Thanks for the advice! Btw winter is a really cool name!


----------



## liljaker

Just be sure as you are bonding, that you are teaching "alone" time and leave and come back and don't make a fuss. They will understand it is a normal thing.

Of course, this is easier for me to say than do, but I always know WHAT I am supposed to do, but doing it is a bit harder. So, do what I SAY, not what I DO!!!!

By the way, that is one of the more adorable little toy poodles I have ever seen!


----------



## Lydia

*@ 15 weeks*

I sneaked a pix of him in his crate. Sorry about the late posting, having tech issue


----------



## Lydia

*Another 15 week picture*

I took him to dinner last week (don't worry I didn't give him human food), but he sat at the edge of the table looking like this throughout the whole meal.


----------



## Ciscley

That first 15 week photo is adorable. Little sleepy sprout.


----------



## Carrie-e

That is one cute little guy,I love his name too,it's great!


----------



## KellyL

Sprout is a cutie!


----------



## P2alix

Aww sprout is such a cutie. How sweet


Sent from Petguide.com Free App


----------



## pandj

Oh my gosh is he cute !!! Such a pretty face.

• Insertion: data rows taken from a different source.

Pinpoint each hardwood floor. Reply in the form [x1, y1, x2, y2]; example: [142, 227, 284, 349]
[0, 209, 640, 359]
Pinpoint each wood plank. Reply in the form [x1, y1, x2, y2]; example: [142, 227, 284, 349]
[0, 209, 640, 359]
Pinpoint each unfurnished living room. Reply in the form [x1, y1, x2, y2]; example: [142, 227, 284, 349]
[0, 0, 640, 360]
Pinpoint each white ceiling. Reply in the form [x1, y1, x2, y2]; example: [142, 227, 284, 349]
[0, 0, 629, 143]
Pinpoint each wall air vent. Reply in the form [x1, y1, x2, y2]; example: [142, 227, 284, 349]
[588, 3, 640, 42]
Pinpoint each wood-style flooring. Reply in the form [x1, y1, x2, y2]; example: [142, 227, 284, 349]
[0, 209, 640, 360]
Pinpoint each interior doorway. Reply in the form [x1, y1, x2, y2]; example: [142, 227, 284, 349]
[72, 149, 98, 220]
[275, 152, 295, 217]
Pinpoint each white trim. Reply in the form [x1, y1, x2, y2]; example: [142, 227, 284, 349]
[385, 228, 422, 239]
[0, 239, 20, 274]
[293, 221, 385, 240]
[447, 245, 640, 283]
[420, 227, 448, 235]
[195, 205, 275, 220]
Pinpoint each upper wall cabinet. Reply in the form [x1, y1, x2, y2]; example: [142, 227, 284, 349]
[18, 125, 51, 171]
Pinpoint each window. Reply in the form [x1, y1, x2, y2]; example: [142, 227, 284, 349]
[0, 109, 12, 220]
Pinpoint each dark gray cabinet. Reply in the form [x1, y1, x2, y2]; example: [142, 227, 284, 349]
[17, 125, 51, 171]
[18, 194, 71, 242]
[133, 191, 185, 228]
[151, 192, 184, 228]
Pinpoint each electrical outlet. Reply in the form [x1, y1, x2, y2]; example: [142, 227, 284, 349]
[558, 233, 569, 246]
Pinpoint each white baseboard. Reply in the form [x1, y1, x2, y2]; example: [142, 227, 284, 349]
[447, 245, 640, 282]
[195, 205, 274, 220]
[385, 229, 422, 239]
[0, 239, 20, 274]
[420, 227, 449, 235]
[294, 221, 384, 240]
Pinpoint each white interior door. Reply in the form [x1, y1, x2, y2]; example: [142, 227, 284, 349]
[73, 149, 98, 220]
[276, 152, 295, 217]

Sent from Petguide.com Free App


----------



## Lydia

*16 weeks*

Went to the vet last week and he measures 3.2lbs!


----------



## MollyMuiMa

I just wanna smoosh that cute little face!!!!LOL!


----------



## Rhett'smom

Can we just eat him up??!!! He is soo sweet!!


Sent from Petguide.com Free App


----------



## Lydia

*12 week old video*

I will upload his picture later this week when I find a chance to take a picture of him....but in the mean time here is a video of him when he was 12 week old . 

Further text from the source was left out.